When Mitt Romney famously declared in 2011 that “corporations are people,” everyone laughed—except for Paul Ryan and his tax henchmen. They took it to heart. But as the Washington Post’s Dana Milbank points out, corporations aren’t just any people in the GOP’s eyes, they’re “Very Important Persons with superhuman privileges” who retain the very right to deductions that many taxpayers are being stripped of in the Republican tax heist.
At Monday’s markup, Rep. Suzan DelBene (D-Wash.) quizzed a tax expert on this corporate exceptionalism:
“Will a teacher in my district who buys pens, pencils and paper for his students be able to deduct these costs from his tax returns under this plan?” He will not.
“Will a corporation that buys pens, pencils and papers for its workers be able to deduct those costs from its tax returns?” It will.

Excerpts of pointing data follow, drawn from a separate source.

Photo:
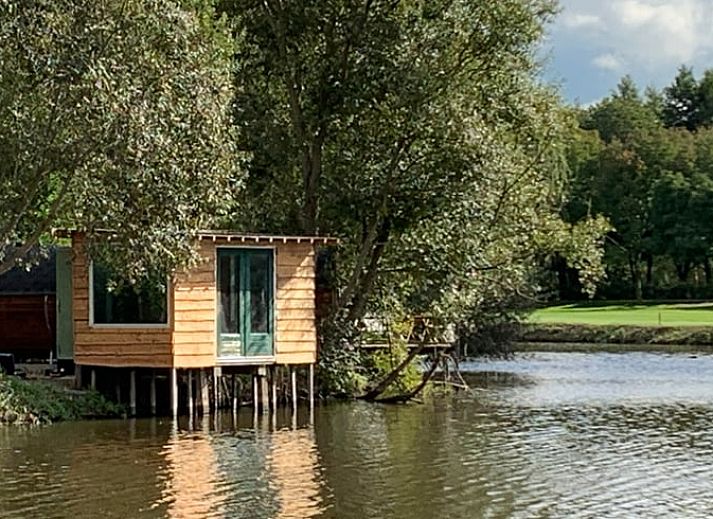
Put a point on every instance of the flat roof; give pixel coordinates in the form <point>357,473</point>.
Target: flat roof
<point>264,238</point>
<point>236,236</point>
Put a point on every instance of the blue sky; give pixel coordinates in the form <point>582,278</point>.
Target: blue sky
<point>593,43</point>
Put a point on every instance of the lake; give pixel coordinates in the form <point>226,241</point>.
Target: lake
<point>543,435</point>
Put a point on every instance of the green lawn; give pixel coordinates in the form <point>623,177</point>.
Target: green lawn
<point>633,314</point>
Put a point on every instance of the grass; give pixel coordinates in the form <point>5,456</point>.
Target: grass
<point>627,314</point>
<point>37,402</point>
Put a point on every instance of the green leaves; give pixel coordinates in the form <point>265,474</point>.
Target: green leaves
<point>114,116</point>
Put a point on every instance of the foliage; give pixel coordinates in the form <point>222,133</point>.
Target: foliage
<point>35,402</point>
<point>415,131</point>
<point>645,165</point>
<point>114,115</point>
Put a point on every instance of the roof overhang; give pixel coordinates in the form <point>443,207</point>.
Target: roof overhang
<point>234,236</point>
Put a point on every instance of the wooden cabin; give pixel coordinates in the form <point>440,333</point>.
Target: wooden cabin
<point>248,307</point>
<point>27,311</point>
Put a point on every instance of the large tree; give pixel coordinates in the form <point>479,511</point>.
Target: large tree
<point>113,115</point>
<point>414,130</point>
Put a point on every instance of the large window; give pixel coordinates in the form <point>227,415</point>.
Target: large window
<point>115,301</point>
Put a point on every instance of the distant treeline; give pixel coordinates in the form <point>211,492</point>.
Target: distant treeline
<point>645,162</point>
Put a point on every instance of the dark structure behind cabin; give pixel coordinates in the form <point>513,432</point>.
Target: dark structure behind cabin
<point>27,311</point>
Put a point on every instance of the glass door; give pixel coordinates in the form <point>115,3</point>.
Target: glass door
<point>245,302</point>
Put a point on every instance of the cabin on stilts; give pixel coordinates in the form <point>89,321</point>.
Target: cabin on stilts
<point>248,308</point>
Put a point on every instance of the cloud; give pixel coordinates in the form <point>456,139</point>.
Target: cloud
<point>578,20</point>
<point>607,62</point>
<point>650,34</point>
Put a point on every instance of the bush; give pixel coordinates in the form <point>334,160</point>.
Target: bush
<point>34,402</point>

“Will a firefighter in my district be able to deduct the state and local sales taxes that she pays from her tax return?” She will not.

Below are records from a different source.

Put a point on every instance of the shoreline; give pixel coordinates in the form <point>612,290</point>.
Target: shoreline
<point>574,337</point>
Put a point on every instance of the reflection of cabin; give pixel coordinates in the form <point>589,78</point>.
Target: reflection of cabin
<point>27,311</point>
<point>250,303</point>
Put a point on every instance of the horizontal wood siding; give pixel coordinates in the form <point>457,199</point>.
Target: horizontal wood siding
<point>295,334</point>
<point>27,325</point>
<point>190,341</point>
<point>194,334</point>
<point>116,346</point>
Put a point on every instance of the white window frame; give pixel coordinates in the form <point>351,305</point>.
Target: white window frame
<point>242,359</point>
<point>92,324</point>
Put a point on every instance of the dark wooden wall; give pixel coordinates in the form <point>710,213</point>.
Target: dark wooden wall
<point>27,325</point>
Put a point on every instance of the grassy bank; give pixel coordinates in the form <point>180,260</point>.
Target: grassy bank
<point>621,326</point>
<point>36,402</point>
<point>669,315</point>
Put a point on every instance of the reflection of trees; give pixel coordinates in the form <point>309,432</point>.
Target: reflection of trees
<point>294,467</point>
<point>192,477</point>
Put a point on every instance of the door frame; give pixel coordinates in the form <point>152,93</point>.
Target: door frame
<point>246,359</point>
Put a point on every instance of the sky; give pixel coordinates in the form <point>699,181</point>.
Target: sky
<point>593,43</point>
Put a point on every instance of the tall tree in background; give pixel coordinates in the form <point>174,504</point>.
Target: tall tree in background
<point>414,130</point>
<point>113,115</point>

“Will a corporation be able to deduct sales taxes on business purchases?” It will.
“If a worker in my district had to move because his employer was forcing him to relocate . . . can he deduct his moving expenses under this plan?” He cannot.

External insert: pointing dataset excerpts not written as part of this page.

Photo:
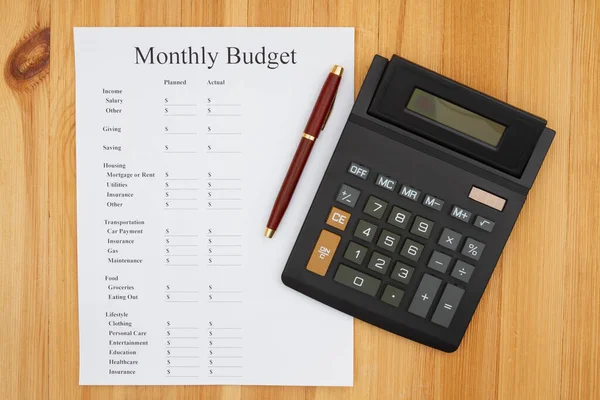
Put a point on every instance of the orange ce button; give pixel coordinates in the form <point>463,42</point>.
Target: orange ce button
<point>338,218</point>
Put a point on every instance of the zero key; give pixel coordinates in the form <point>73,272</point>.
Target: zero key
<point>323,252</point>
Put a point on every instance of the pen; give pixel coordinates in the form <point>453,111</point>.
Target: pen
<point>315,124</point>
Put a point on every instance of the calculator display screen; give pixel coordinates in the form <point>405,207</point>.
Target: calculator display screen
<point>455,117</point>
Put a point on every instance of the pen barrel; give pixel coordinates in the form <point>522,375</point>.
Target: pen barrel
<point>323,105</point>
<point>290,181</point>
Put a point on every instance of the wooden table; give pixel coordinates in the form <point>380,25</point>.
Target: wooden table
<point>536,332</point>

“Can a corporation under this plan deduct outsourcing expenses incurred in relocating a U.S. business outside the United States?” It can.
That about says it all. What exactly are Republicans doing? It’s primarily a redistribution scheme from middle-class taxpayers in blue states to corporations mostly located in red states. And while the Republican tax bill will already raise taxes on about one-third of middle-class households next year, the GOP tax hike will hit almost half of middle-class taxpayers by 2026.
That’s right—Republicans plan to provide permanent tax cuts to corporations by gouging middle-class Americans. It’s like robbing Peter to pay Paul, Inc.